A website called Hid.im posted a Firefox plugin that makes sending torrents to people a simple matter of accessing an image, right-clicking and choosing “Save Torrent As…”. The Hidim Firefox plugin uses the open-source portable network graphics (PNG) file format to encode it data through an image which appears like this:

This JPG image displays graphically what three separate PNG files would look like, as they were created on Hid.im to demonstrate the image. These files are (top) sameer verma - olpc photo dvd.torrent, (middle) legaltorrents collections - web development icons superset.torrent and (bottom) politics apocalypse - oppressed by the authorities remix sources.torrent. They will not work with the Firefox plugin. Visit the Hid.im site to right-click on the original PNG images there on the front page to test the application.

Internally within the 2 pixel tall PNG file the data is arranged in reverse vertical columns, proceeding from left to right as in the following layout:

The torrent data is stored in place of what would otherwise be valid 24-bit red,green,blue (RGB) pixel values, which is what the internal PNG file format uses to determine each pixel’s color value.
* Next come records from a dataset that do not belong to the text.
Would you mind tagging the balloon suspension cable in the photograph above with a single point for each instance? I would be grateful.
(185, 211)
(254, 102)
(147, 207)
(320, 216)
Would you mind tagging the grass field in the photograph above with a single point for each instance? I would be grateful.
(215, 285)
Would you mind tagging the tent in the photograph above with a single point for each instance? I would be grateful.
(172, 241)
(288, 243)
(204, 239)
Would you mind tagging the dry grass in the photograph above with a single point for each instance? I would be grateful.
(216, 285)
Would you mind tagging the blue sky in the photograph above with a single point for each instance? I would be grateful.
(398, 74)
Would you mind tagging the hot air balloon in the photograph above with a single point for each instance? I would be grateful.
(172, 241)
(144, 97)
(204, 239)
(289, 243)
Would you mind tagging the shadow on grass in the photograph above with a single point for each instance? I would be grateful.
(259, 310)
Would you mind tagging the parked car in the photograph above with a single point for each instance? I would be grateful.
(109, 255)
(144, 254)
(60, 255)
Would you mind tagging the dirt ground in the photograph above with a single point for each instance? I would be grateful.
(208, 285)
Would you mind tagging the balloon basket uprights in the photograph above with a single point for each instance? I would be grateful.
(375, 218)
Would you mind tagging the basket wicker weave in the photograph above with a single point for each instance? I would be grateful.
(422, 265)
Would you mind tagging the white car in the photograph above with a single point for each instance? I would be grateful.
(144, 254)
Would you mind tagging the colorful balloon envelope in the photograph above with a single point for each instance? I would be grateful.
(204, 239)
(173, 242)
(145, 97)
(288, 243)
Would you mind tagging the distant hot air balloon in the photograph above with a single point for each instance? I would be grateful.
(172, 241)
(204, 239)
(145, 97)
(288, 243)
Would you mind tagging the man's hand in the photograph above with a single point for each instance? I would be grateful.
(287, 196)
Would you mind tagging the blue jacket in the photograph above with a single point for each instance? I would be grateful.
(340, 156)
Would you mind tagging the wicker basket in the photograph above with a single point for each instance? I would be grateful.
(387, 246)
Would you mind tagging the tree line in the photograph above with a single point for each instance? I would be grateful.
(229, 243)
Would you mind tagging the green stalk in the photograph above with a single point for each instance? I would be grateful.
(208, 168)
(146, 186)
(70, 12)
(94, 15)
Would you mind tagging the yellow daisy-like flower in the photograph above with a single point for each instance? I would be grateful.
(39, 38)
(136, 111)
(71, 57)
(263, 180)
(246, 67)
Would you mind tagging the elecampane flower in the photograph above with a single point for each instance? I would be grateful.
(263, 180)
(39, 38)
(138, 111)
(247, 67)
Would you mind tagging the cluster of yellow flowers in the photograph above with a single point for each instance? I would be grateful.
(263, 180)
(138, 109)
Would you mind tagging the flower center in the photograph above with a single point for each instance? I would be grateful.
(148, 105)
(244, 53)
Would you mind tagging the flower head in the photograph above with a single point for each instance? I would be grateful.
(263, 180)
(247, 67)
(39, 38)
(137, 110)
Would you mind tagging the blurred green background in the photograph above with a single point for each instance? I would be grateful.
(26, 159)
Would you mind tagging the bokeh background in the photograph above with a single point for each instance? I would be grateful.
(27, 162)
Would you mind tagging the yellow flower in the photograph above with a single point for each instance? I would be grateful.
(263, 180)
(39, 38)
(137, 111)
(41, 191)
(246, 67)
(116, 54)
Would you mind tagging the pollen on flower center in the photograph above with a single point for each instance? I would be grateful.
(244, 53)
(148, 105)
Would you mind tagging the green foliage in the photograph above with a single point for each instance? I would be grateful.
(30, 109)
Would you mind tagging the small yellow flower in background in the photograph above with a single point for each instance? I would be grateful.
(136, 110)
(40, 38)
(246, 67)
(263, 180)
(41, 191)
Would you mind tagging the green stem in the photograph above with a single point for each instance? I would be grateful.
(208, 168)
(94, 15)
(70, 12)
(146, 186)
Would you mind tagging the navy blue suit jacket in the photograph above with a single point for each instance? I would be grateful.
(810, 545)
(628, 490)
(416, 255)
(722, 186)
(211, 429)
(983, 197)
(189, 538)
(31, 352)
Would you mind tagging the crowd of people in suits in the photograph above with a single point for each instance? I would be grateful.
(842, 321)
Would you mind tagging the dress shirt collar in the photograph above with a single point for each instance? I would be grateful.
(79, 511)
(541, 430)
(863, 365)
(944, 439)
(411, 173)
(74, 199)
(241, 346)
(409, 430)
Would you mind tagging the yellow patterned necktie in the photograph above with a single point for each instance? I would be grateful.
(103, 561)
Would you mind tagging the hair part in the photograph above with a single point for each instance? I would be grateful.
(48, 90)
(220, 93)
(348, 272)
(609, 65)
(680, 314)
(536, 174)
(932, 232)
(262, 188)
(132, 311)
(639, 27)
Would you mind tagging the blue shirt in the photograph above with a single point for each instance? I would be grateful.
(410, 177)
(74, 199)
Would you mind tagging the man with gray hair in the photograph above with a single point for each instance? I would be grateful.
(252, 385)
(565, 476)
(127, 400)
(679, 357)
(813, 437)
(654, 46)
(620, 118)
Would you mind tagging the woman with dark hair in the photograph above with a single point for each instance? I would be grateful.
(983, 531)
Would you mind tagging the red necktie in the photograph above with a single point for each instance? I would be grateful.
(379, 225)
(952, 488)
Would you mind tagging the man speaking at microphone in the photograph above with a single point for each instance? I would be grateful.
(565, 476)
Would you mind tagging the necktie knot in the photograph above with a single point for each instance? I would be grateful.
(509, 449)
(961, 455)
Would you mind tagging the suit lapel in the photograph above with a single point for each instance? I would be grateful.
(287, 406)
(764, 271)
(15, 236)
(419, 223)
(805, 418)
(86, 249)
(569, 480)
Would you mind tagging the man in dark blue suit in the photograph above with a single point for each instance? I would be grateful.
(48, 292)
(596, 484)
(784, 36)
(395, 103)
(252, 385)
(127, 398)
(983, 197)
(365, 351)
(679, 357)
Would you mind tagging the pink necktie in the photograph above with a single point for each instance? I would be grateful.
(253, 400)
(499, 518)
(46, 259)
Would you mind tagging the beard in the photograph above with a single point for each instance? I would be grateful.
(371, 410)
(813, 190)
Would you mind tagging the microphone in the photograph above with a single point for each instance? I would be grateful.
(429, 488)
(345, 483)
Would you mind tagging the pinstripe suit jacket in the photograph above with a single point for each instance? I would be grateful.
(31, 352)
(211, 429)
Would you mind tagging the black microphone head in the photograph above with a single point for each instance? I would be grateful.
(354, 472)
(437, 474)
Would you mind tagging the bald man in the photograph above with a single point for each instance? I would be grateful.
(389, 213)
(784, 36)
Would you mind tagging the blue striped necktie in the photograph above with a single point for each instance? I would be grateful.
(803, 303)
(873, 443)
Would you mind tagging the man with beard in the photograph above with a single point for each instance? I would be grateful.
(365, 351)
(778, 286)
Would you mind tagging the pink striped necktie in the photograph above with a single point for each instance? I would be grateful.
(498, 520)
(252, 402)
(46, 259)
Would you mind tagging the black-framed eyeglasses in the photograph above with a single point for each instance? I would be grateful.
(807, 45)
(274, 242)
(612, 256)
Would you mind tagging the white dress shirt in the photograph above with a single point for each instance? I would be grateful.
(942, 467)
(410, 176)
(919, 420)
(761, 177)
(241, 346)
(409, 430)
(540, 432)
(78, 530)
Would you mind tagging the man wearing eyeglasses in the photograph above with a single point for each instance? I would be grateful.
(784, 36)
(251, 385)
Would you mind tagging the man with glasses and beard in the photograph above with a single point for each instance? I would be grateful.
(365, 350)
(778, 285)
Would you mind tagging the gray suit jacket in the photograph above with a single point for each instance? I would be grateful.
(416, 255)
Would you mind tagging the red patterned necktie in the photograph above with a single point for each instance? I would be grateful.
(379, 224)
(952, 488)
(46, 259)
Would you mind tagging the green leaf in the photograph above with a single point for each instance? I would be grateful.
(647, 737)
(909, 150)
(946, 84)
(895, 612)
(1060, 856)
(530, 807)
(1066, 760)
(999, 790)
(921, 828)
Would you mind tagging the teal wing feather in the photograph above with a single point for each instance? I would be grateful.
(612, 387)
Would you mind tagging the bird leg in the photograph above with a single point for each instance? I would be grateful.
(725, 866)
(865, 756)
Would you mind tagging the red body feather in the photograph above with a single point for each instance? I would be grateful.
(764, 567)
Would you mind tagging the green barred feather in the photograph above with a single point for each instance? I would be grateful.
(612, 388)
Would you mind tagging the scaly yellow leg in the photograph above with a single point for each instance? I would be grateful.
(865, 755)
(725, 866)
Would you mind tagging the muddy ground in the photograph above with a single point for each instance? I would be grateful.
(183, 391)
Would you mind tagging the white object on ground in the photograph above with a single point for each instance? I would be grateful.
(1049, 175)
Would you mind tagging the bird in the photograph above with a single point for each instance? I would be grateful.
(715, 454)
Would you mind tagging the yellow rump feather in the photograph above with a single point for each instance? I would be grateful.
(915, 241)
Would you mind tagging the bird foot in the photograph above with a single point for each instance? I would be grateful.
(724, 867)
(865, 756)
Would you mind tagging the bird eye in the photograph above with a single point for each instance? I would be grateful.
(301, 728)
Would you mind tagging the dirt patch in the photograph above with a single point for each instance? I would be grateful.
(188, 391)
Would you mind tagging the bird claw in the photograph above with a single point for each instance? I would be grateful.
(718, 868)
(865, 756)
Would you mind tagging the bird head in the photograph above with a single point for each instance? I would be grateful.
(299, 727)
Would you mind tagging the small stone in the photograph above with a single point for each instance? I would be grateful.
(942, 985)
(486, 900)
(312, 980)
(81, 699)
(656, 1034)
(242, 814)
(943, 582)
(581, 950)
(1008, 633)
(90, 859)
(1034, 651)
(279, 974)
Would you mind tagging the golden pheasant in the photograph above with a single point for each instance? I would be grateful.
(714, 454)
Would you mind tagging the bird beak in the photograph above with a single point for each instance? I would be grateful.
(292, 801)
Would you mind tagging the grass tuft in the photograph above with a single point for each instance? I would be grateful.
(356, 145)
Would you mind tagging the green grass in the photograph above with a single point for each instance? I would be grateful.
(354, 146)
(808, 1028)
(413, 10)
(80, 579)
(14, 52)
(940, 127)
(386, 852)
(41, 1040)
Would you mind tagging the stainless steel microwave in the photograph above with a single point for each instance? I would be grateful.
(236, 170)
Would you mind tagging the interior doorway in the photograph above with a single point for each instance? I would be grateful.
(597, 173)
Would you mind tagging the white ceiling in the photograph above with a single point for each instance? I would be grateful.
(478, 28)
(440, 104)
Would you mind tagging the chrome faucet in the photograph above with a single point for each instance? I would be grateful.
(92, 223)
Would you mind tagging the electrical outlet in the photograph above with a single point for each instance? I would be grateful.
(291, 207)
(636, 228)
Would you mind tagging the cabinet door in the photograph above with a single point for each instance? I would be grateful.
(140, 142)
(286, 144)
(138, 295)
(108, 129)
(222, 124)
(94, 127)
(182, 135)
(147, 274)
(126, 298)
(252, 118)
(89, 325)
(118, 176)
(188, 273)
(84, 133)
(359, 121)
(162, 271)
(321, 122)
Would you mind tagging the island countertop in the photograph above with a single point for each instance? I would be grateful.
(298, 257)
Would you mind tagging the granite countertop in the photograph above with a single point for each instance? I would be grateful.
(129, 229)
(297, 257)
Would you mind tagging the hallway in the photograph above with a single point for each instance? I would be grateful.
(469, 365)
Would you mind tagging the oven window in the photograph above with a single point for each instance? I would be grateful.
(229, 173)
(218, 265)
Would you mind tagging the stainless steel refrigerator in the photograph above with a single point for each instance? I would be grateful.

By having a value from 0-255 each for red, green and blue, a single pixel’s color within an image can be determined. In the Hid.im implementation, the RGB color data is replaced with bytes from the torrent data, thereby making the image appear like static or snow on the screen, while actually conveying real data underneath.

In order for the plugin to determine whether or not a particular PNG file is an actual Hid.im image, and not just one which looks like it, it looks for this embedded sequence of characters, which appears at the beginning of the file: [104, 105, 100, 105, 109, 32, 105, 115, 32, 116, 111, 114, 114, 101, 110, 116, 115, 33]. These characters correspond to the following ASCII sequence: “hidim is torrents!” (in lower-case).

If that character sequence is found, then the following data within the PNG file is used to extract a torrent, which according to the website’s example, appears in the following format, with each section separated by colons:

• Line length (bencoded integer)
• Filename (bencoded string)
• sha1 hash of the .torrent file (bencoded string)
• data (bencoded string)

The bencode (pronounced Bee-encode) structure is the encoding format used for P2P BitTorrent applications, and is native to their internal structure. Bencoding supports integers, strings, lists and dictionaries (which are a list of associative arrays). There is some sample source code on the Hid.im website showing how the Bookmarklet (the encoded torrent data file) can be converted, and saved to disk.

Right now the application is open source. It’s limited in size to a 250KB PNG file, but is governed by the extremely loose MIT License, which would allow for greater length PNG files to be created quite easily. The MIT License states:

Permission is hereby granted, free of charge, to any person obtaining a copy of this software and associated documentation files (the “Software”), to deal in the Software without restriction, including without limitation the rights to use, copy, modify, merge, publish, distribute, sublicense, and/or sell copies of the Software, and to permit persons to whom the Software is furnished to do so, subject to the following conditions:

The above copyright notice and this permission notice shall be included in all copies or substantial portions of the Software.

THE SOFTWARE IS PROVIDED “AS IS”, WITHOUT WARRANTY OF ANY KIND, EXPRESS OR IMPLIED, INCLUDING BUT NOT LIMITED TO THE WARRANTIES OF MERCHANTABILITY, FITNESS FOR A PARTICULAR PURPOSE AND NONINFRINGEMENT. IN NO EVENT SHALL THE AUTHORS OR COPYRIGHT HOLDERS BE LIABLE FOR ANY CLAIM, DAMAGES OR OTHER LIABILITY, WHETHER IN AN ACTION OF CONTRACT, TORT OR OTHERWISE, ARISING FROM, OUT OF OR IN CONNECTION WITH THE SOFTWARE OR THE USE OR OTHER DEALINGS IN THE SOFTWARE.

The extremely free nature of the MIT License was chosen because the application’s creator, Michael Nutt, desires it to be made into a wide web standard. Right now there is only the Firefox/Safari plugin, but he hopes that since it is open source with such a free license structure, it won’t be long until other browsers are supported.